The principle of least privilege limits a user account or system functions to the set of privileges essential to perform their intended function. By strictly limiting who can access critical systems, you reduce the risk of intentional data breaches and unintentional data leaks. You also reduce the risk of malware infections like ransomware or computer worms, because the user or their operating system won't have permission to install them.
For example, a service account with the sole purpose of backing up sensitive data (like personally identifiable information (PII), protected health information (PHI) or biometrics) does not need to be able to install software.
Under the principle of least privilege, this account would only have the rights to run backup related applications. Any other access privileges would be blocked.
What is the difference between a privileged and non-privileged account?
The principle of least privilege relies on setting up four different types of user accounts:
- Standard accounts: A user account with limited access, only those required to perform normal duties.
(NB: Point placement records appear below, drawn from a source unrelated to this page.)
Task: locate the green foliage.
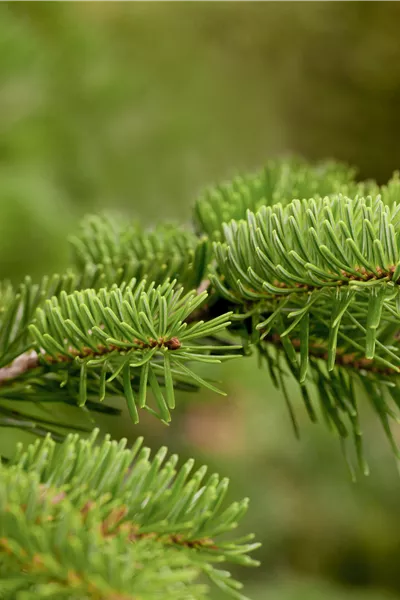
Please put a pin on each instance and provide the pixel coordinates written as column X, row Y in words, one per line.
column 309, row 284
column 127, row 250
column 100, row 521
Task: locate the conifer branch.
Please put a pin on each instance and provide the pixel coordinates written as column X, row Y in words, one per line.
column 113, row 523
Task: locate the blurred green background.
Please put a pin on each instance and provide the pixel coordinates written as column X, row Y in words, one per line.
column 135, row 107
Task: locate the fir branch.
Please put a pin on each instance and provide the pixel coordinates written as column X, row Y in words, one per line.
column 132, row 510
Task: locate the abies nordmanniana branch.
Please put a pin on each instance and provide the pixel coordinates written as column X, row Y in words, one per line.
column 297, row 263
column 103, row 522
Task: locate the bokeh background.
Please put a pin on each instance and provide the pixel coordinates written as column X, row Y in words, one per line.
column 135, row 107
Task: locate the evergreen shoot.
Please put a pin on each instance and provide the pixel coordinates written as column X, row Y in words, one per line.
column 298, row 264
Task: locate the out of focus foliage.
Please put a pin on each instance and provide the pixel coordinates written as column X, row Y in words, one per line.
column 136, row 107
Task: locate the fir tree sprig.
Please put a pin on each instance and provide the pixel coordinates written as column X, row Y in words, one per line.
column 101, row 521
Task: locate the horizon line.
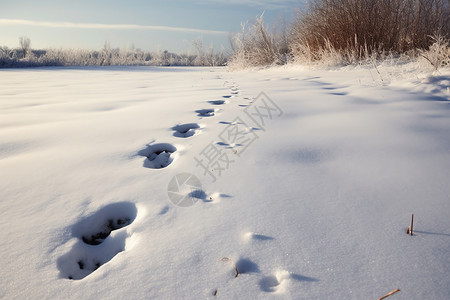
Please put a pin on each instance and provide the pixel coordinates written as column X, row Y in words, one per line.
column 100, row 26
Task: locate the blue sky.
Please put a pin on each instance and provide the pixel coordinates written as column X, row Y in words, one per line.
column 149, row 25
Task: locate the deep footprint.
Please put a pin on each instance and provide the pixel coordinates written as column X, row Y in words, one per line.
column 217, row 102
column 158, row 156
column 205, row 112
column 185, row 130
column 94, row 248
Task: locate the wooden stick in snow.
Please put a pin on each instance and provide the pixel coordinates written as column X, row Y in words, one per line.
column 390, row 294
column 410, row 228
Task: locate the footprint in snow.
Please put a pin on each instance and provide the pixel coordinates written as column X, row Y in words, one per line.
column 208, row 112
column 278, row 282
column 100, row 238
column 158, row 156
column 217, row 102
column 185, row 130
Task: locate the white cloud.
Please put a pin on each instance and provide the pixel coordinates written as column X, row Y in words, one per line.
column 267, row 4
column 105, row 26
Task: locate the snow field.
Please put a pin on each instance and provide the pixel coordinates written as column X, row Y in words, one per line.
column 316, row 207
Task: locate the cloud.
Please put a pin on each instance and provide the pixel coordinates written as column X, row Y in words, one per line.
column 267, row 4
column 107, row 26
Also known as a least-privileged user account (LUA).
- Privileged accounts: A user account with elevated privileges. For example, software engineers need access to Github but a salesperson doesn't. The other type of privileged account are administrator accounts, such as the root user in unix and linux operating systems or the account that manages DNS and DNSSEC which could result in domain hijacking if compromised. In general, admins should have a user account and a privilege account and only use the superuser account to perform specific tasks.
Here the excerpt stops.